Edmond ouvre l’appartement. Ils entrent.

Il balance ses chaussures dans le placard de l’entrée et pose son manteau sur un cintre.

Mila se déchausse et accroche son manteau et l’écharpe sur une patère. Elle a laissé la valise dans l’entrée et Edmond sent qu’elle n’est pas à son aise.

Edmond :

— Tu peux… l’emmener dans la chambre si tu veux. Je vais rester ici, boire un verre. Pose mes affaires en vrac sur le lit. Je les rangerai.

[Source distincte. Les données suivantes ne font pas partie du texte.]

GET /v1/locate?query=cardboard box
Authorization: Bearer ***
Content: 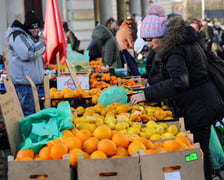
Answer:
[57,76,89,91]
[8,154,71,180]
[0,80,71,180]
[140,144,205,180]
[78,157,140,180]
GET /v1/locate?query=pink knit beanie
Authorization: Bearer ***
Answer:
[140,4,167,38]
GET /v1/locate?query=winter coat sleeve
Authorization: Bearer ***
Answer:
[103,39,116,66]
[144,52,189,102]
[11,34,46,61]
[127,30,136,49]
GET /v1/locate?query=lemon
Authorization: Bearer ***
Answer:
[167,125,178,136]
[128,127,140,135]
[150,134,161,141]
[145,121,156,128]
[154,124,164,135]
[176,132,187,137]
[161,132,175,139]
[118,129,128,134]
[131,122,141,129]
[159,123,168,131]
[115,122,129,131]
[95,118,104,127]
[76,106,85,115]
[77,123,94,133]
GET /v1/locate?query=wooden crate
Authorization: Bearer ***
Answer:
[140,144,205,180]
[78,157,140,180]
[8,154,71,180]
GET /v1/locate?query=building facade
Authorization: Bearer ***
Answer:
[0,0,171,55]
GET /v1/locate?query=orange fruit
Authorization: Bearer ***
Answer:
[54,92,64,99]
[82,137,99,154]
[50,143,68,159]
[92,95,99,104]
[115,147,128,157]
[128,141,146,156]
[89,151,107,159]
[93,125,112,140]
[62,129,73,136]
[175,136,191,146]
[116,104,129,114]
[15,157,34,161]
[75,129,92,144]
[153,108,166,120]
[132,137,150,149]
[16,149,34,160]
[153,141,164,149]
[69,148,84,167]
[145,149,158,155]
[47,137,63,149]
[97,139,117,156]
[112,133,129,148]
[83,152,90,159]
[39,146,51,160]
[62,136,82,149]
[163,140,181,152]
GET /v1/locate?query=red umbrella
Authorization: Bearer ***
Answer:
[44,0,67,65]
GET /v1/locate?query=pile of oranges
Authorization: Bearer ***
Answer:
[89,73,142,88]
[15,125,193,167]
[50,88,101,106]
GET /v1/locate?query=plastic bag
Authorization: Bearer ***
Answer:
[97,86,128,107]
[209,125,224,169]
[67,44,89,65]
[18,101,73,153]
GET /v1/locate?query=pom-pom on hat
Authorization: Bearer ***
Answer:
[24,11,40,29]
[134,38,148,54]
[140,4,167,38]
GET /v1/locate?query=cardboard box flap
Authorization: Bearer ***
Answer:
[8,154,71,180]
[140,148,204,180]
[0,80,24,156]
[78,157,140,180]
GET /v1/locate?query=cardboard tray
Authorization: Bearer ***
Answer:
[8,154,71,180]
[78,157,140,180]
[140,144,205,180]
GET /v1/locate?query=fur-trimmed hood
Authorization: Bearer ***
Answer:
[156,16,197,59]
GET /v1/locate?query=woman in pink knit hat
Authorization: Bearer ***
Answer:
[131,4,224,180]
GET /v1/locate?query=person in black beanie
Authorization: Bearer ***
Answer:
[5,11,46,116]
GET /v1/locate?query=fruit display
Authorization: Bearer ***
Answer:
[15,104,193,167]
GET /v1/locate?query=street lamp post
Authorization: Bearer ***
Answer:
[201,0,205,19]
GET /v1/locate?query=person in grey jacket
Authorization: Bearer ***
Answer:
[92,25,122,68]
[5,11,46,116]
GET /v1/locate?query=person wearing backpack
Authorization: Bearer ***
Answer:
[63,22,80,51]
[131,4,224,180]
[5,11,46,116]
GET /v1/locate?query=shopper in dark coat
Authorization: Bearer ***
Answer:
[131,5,224,180]
[92,25,122,68]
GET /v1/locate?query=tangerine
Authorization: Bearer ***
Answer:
[163,140,182,152]
[128,141,146,156]
[115,147,128,157]
[69,148,84,167]
[82,137,99,154]
[112,133,129,148]
[97,139,117,156]
[75,129,92,144]
[62,136,82,149]
[16,149,34,160]
[39,146,51,160]
[93,125,112,140]
[50,143,68,159]
[89,151,107,159]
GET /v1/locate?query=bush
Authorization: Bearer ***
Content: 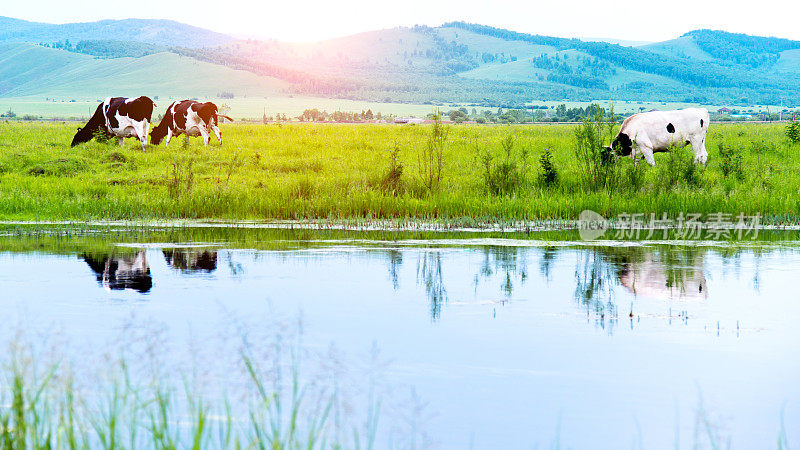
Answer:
[717,142,744,181]
[478,135,528,195]
[418,111,449,191]
[618,155,650,192]
[381,143,403,195]
[658,147,703,190]
[575,108,618,191]
[786,117,800,144]
[539,148,558,186]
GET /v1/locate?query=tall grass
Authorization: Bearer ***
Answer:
[0,342,380,449]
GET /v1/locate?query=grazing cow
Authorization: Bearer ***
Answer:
[606,108,709,166]
[72,96,156,152]
[83,251,153,293]
[150,100,233,146]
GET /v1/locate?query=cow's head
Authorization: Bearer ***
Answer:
[71,127,94,147]
[197,102,217,125]
[150,122,169,145]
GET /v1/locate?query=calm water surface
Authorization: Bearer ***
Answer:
[0,231,800,449]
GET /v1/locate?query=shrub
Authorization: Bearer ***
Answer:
[717,142,744,181]
[478,135,528,195]
[381,143,403,195]
[418,111,449,191]
[786,117,800,144]
[617,155,650,192]
[575,108,618,191]
[539,148,558,186]
[658,147,703,190]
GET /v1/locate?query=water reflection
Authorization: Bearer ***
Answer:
[162,248,217,273]
[474,246,528,298]
[575,247,708,306]
[417,251,447,321]
[83,250,153,293]
[64,245,744,325]
[619,247,708,300]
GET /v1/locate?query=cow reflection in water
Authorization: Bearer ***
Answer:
[576,247,708,303]
[163,249,217,273]
[83,250,153,293]
[619,249,708,300]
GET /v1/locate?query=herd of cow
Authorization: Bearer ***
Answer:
[72,97,709,166]
[72,96,233,152]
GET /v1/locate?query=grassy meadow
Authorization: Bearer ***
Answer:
[0,121,800,224]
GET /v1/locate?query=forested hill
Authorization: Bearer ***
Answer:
[0,16,232,48]
[172,22,800,107]
[0,17,800,107]
[683,30,800,67]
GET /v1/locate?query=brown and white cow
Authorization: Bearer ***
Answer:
[150,100,233,146]
[611,108,709,166]
[72,96,156,152]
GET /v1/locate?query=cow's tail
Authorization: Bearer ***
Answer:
[150,102,175,145]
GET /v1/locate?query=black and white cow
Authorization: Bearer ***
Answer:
[150,100,233,146]
[611,108,709,166]
[72,96,156,152]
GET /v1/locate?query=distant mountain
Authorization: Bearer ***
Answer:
[0,16,233,48]
[0,18,800,107]
[0,43,290,98]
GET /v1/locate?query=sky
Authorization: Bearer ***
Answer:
[0,0,800,41]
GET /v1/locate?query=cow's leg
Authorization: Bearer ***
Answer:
[197,126,211,147]
[136,121,150,153]
[213,125,222,147]
[639,145,656,166]
[691,136,708,165]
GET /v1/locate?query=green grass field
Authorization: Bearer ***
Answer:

Il prend le manteau de Mila, son écharpe et les met avec soin sur un cintre qu’il glisse dans le placard de l’entrée. Il ramasse ses chaussures et les balance avec les siennes. Mila a baissé sa tête.

 

Il se sert un verre et se vautre devant la télé. Il zappe. Mila s’est changée, elle s’assoit près de lui avec ses super chaussettes de sport coupées sur l’élastique.

Edmond :

— Les Enfoirés, NCIS, Thalassa. Tu veux voir quoi ? Pascal le grand Frère, le Noël de mes rêves, les Experts ?

— Le Noël de mes rêves.

Edmond lance le téléfilm, le générique défile. Il dit :

— Tu veux boire quelque chose ?

— Non. Merci.

Mila frotte ses pieds. Il dit :

— Tu as froid. Donne.

Mila hésite. Edmond insiste.

— Donne !

Le téléfilm verse son sirop. Une fois l’intrigue posée, Mila a déjà changé deux fois de position. Edmond a eu l’opportunité de réchauffer ses deux pieds.

Elle bouge une nouvelle fois et s’adosse contre lui, les jambes repliées, les talons contre ses fesses, les mains entre ses propres cuisses ; Edmond enroule son bras autour de ses épaules. Il boit son verre.

À l’écran, le riche héritier qui occupe la place de super PDG de l’entreprise familiale s’est isolé dans son chalet pour réfléchir. Mais on se sait pas encore pourquoi. Il sauve une jeune femme d’un accident de voiture et la ramène au chalet. Il n’est pas l’homme dont cette entreprise a besoin. Il a écrit un recueil de poèmes. La jeune femme est journaliste, elle lit son manuscrit en cachette et évidemment, il est extraordinaire. Elle pleure, hésite à prendre des photos. S’abstient finalement.

Edmond a fait s’installer Mila entre ses jambes. Il a réchauffé ses mains et les quatre sont posées sur le ventre de Mila.

Ils restent comme ça longtemps.

Edmond respire doucement et parfois échappe de profonds soupirs. À un moment donné, il ronfle un peu et Mila se rend compte qu’il s’est endormi.

Elle éteint la TV et le réveille doucement. Il titube jusqu’à la chambre, se déshabille et se glisse sous la couette. Mila vient se loger dans son dos, elle l’enlace, sa main et tout son bras autour de son ventre.

Les volets ne sont pas fermés. Dehors, la ville est noire, épaisse. La pluie les berce.

 

— Ne t’en vas pas demain.

— Oui.

— Bonne nuit Princesse.

— Bonne nuit Edmond.

 

 

Je te promets, Johnny Hallyday [3]:

 

J'y crois comme à la terre, j'y crois comme au soleil

J'y crois comme un enfant, comme on peut croire au ciel

J'y crois comme à ta peau, à tes bras qui me serrent

J'te promets une histoire différente des autres

Si tu m'aides à y croire encore

 

Et même si c'est pas vrai, même si je mens

Si les mots sont usés, légers comme du vent

Et même si notre histoire se termine au matin

J'te promets un moment de fièvre et de douceur

Pas toute la nuit mais quelques heures ...

 

Je te promets le sel au baiser de ma bouche

Je te promets le miel à ma main qui te touche

Je te promets le ciel au-dessus de ta couche

Des fleurs et des dentelles pour que tes nuits soient douces…

 



[1] Le Grand Bleu est un film dramatique réalisé par Luc Besson en 1988. Il reçut six nominations aux César dont celui du meilleur film, meilleur réalisateur, meilleur acteur, meilleure musique et meilleur son. Le film de toute une génération ! https://ninerouve.wordpress.com/la-maison/le-monde/les-elements/#legrandbleu

[2] Le grip est une position ou prise de mains sur un manche, en général relatif à un équipement de sport : raquette, club de golf.